Project 9: Thin vs. Thick Harness Benchmark

Difficulty: Intermediate

Take a well-defined task suite and compare agent performance across harness configurations: a minimal harness (model + tools + simple loop), a framework-based harness (LangGraph or similar with planning and routing), and a multi-agent harness (specialized agents with coordination). Measure not just final output quality but also latency, token cost, and failure modes. The "simpler is better" claim is widely repeated but rarely rigorously tested — a controlled comparison with proper measurement is a genuine contribution.

Stack: Foundation model API, at least two harness configurations, task suite with evaluation criteria, measurement instrumentation.

Project 10: Context Curation Experiment

Difficulty: Beginner–Intermediate

Test how context curation strategy affects agent performance. For a given task type, compare: stuffing the full context window with all available information, using embedding-based retrieval to select relevant context, having the model itself request what it needs (agent-managed context), and a hand-curated baseline.

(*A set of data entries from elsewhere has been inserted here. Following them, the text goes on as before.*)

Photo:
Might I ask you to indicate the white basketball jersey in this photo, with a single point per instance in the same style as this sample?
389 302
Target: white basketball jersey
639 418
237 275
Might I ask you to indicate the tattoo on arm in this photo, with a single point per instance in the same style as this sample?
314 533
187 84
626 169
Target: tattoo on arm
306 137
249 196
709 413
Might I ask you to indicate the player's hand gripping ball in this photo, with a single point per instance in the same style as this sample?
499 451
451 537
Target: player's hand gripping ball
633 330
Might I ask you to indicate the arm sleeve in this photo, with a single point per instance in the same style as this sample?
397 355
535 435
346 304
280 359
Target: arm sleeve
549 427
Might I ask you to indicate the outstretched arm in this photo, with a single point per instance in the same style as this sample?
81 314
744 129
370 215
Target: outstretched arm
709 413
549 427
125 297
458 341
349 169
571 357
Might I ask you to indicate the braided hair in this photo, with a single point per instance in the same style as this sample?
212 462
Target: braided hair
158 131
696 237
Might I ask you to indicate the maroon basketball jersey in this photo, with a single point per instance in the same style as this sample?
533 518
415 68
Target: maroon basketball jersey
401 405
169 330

The "just use the full context window" assumption is the default as windows expand, but research has shown that models degrade when relevant information is buried in irrelevant context. Understanding when curation matters — and when it doesn't — is directly actionable.

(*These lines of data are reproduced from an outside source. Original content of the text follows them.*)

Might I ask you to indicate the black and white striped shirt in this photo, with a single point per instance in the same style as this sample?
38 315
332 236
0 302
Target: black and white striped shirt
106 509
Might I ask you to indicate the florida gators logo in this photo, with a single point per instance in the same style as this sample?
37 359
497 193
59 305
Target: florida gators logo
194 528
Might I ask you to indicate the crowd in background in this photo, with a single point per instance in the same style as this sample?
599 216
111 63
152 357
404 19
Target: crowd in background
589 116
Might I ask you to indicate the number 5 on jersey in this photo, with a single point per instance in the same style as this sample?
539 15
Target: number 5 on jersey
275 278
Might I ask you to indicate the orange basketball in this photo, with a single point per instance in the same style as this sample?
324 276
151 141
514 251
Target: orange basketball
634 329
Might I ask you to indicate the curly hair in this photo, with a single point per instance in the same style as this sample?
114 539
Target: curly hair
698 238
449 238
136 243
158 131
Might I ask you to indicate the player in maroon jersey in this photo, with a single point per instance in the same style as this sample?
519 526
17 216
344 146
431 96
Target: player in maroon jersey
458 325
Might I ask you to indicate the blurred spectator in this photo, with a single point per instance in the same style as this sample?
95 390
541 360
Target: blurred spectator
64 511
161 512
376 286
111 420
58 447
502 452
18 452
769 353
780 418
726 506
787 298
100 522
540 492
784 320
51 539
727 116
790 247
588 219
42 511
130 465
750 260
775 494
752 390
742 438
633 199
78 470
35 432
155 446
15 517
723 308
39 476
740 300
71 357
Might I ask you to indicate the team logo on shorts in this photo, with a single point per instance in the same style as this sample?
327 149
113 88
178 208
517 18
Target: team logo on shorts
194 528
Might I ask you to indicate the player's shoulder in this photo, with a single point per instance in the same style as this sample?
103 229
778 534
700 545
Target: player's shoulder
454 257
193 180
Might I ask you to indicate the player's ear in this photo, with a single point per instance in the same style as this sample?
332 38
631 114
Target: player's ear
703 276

Stack: Foundation model API, embedding model, document set, evaluation framework.

Project 11: Harness Component Ablation Study

Difficulty: Intermediate–Advanced

Start with a full-featured agent harness (planning layer, tool routing, output validation, retry logic, memory retrieval) and systematically remove components one at a time, measuring performance after each removal. Identify which components are load-bearing (performance drops when removed) and which are dead weight (performance stays the same or improves). Ablation studies are standard practice in ML research but almost never done for agent harnesses — a ranked list of "this component matters for this task type, this one doesn't" is exactly the kind of empirical evidence the field needs.

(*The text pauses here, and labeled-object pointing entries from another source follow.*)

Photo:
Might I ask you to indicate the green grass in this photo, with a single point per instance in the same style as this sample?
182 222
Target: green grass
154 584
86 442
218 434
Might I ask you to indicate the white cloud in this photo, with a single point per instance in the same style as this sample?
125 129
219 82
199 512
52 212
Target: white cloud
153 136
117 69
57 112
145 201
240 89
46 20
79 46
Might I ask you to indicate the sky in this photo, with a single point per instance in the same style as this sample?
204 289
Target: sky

Stack: Foundation model API, modular harness implementation where components can be toggled, task suite, evaluation metrics.

Project 12: Prompt Engineering vs. Structural Complexity

Difficulty: Beginner–Intermediate

Take a task that's typically solved with structural harness complexity — for example, a multi-step research task with a planning agent, researcher agent, and writer agent — and try to match or exceed its performance using a single model call with careful prompt engineering and context design. This directly tests the single-agent vs. multi-agent question. The most useful finding would be a clear characterization of where the multi-agent approach genuinely helps versus where it just adds overhead.

Stack: Foundation model API, two implementations (multi-agent and single-prompt), evaluation criteria.

Resources and Setup Notes

  • Exa API: Free credits will be available for web search and data extraction — particularly useful for Track 1 (financial data) and any project requiring live information retrieval.
  • Evaluation and observability: Consider using LangFuse (open-source) or simple custom logging for tracing agent behavior. For any project, instrumenting what the agent does — not just what it outputs — will make your results more compelling and debuggable.

The strongest projects won't just build an agent — they'll build or improve the harness, and show why the harness design choices matter. We're looking forward to seeing what you build.